We have had quite a few questions lately on what the difference is between yoga and Pilates.
Essentially, both are mind-body forms of exercise, intended to cultivate greater awareness and connection between the body and mind: focus is on the “journey” to the end result with focus on the present moment and the movement itself rather than the outcome.
Yoga has been around for thousands and thousands of years whereas Pilates is a ‘newer’ form of exercise developed by Joseph H. Pilates and many of the exercises in Pilates were inspired by yoga. Although many of the postures, or asanas (in yoga), are the same a major difference is that in yoga poses are generally held for a longer time period; Pilates moving at a faster pace. Yoga uses breath to deepen a pose whereas Pilates is more likely to extend a pose as far as possible within a time frame using core awareness and resistance.

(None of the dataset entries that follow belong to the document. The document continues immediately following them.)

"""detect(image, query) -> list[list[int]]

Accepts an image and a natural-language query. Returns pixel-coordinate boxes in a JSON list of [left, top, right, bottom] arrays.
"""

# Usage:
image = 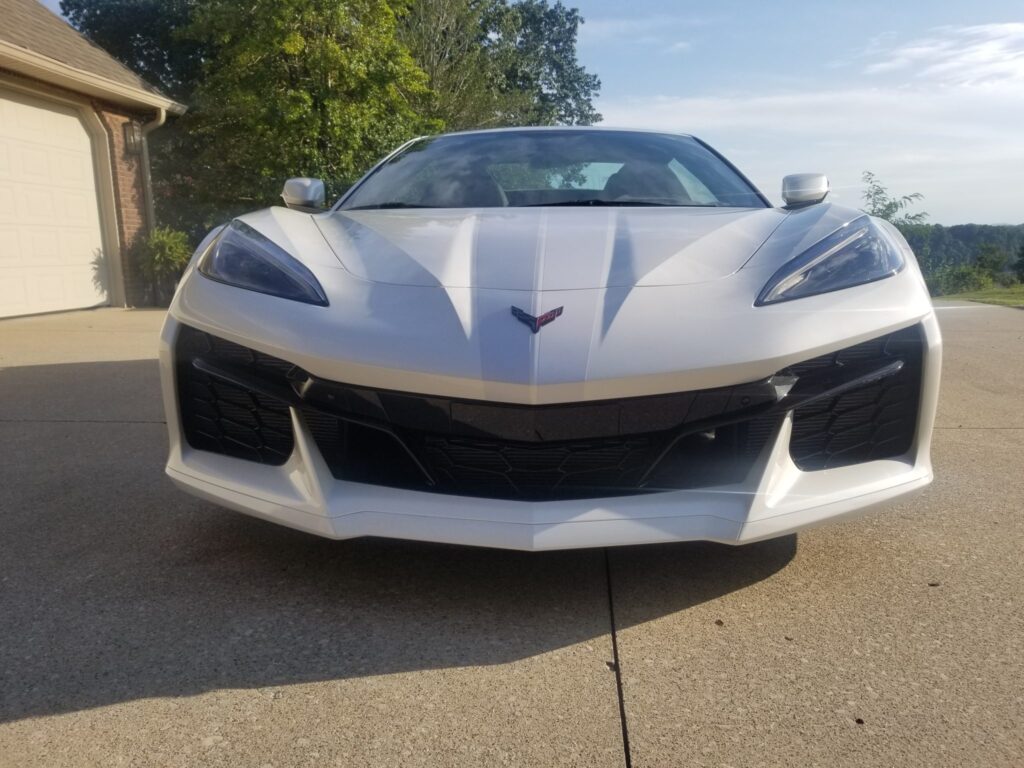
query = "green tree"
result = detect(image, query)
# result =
[[399, 0, 600, 130], [974, 243, 1010, 279], [159, 0, 433, 231], [861, 171, 928, 226], [399, 0, 504, 130], [60, 0, 206, 100], [484, 0, 601, 125]]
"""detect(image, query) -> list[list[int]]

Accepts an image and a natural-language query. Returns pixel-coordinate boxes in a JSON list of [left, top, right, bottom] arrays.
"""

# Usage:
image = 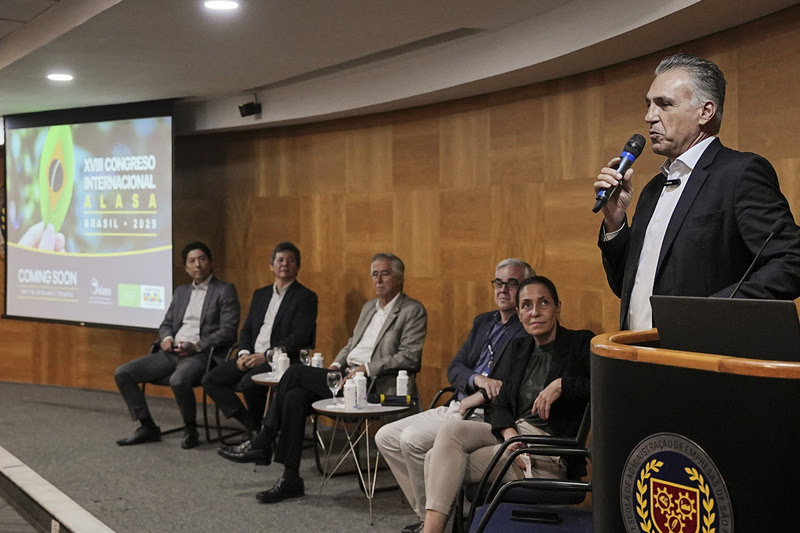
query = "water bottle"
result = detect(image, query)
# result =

Both forms of exercise only really need a mat to tone, strengthen and stretch the muscles using mostly body weight as a resistance tool, however, Pilates also incorporates machines or apparatus.
Although there are many similarities, differences can also be highlighted. Yoga concentrates on strength and flexibility of the spine and limbs first whereas Pilates focuses on abdominal strength first and then overall strength and flexibility. In other words, in Pilates every moment emanates from the core and extends through the limbs (precision of movement with breath) whereas in yoga, concentration is on the breath first and then focus is on deepening of the pose (staying connected to the breath). Breathing patterns are also different between the two; because Pilates movements are done against resistance, with the abs pulled in and up to support the spine, breathing is concentrated in the rib cage so the chest, sides and back expand on inhalation but the waist does not. Yoga breathing allows the abdominal cavity to expand and is often called “belly breathing”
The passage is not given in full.